I was given a CSV file to study, it contains strings (words enclosed with
") separated by the currency sign
'¤' (don’t ask me why…), and when I used
readdlm to load its content, the first quote sign is considered to belong to the separator whereas the second one is considered to belong to the actual content, here is a MWE:
f = open("foo.csv", "w")
write(f, "\"here is a content\"¤\"here is another one\"¤\"this is enough\"\n")
x, h = readdlm("foo.csv", '¤'; header = true)

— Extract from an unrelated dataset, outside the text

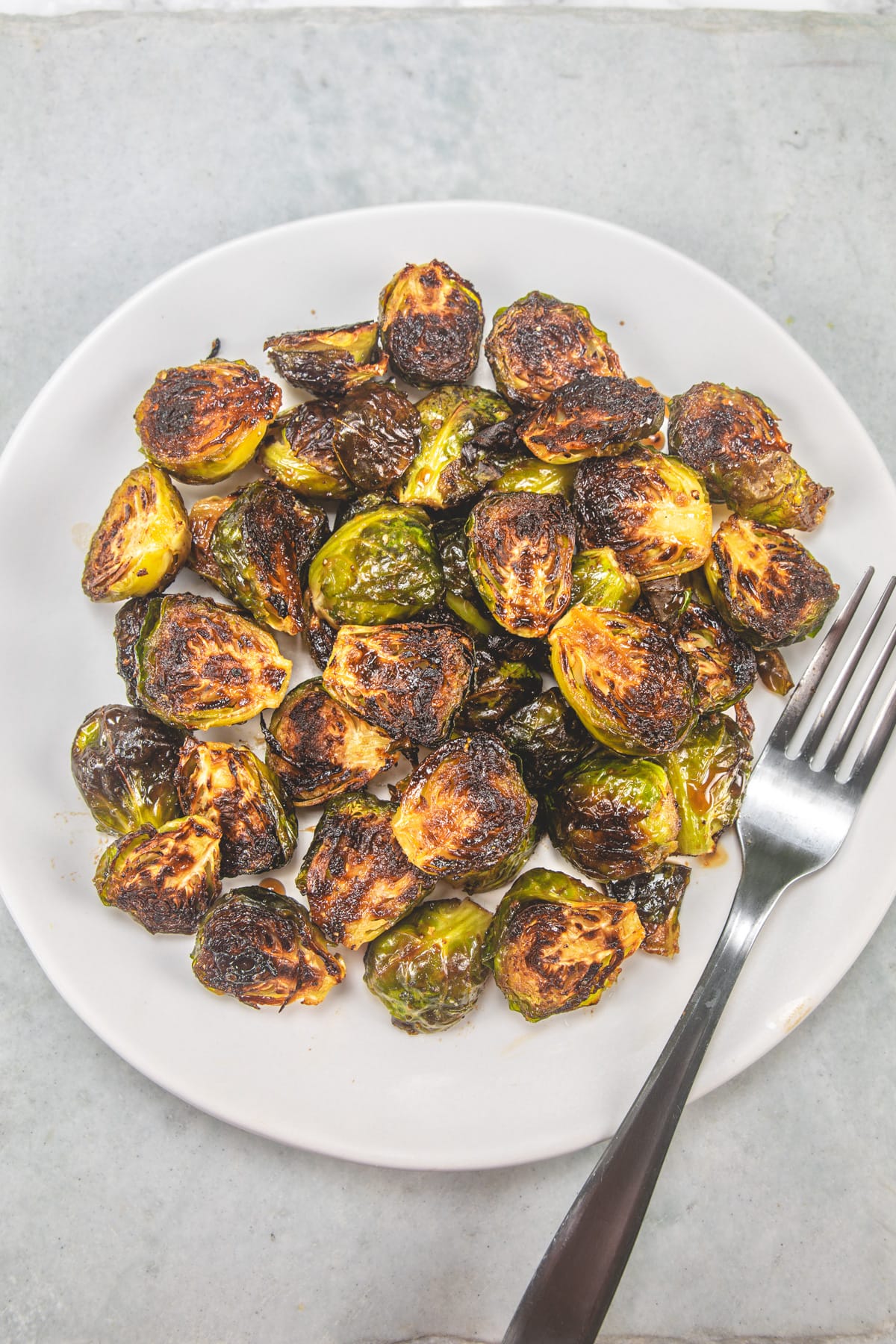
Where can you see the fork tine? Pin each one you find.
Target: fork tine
(798, 703)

I can’t find a way to parse it correctly with
readdlm, any idea?
h = CSV.read("foo.csv", delim = '¤')
# x[1, 1] = "here is a content"
parses the file correctly
Thanks a lot! I have recently been using
readdlm a lot because for some unknown reason
CSV.read was extremely slow on previous files with which I was working. But it’s actually fast on these new files, so this solves my problem.
Yeah, the issue here is I don’t think
readdlm supports non-ascii delimiters (lots of csv readers don’t). It’s actually newish funcitonality in CSV (as of last fall). If you ever have performance issues w/ CSV.jl, please share! Post here on discourse or open an issue at the JuliaData/CSV.jl repo and I’m happy to help figure out what’s going on.
Thanks @quinnj! I’ll try to find these old files and benchmark them with
readdlm and, if I manage to reproduce the problems I had, post the results either here and tagging you or on the
If it is an old file, I would suspect it is simply latin-1
0xa4, instead of an UTF8
0xc2 0xa4. Does CSV support non-UTF8 encodings?
Frankly, I would just fix the file with
tr or a similar tool to have commas, instead of extending support for these cases.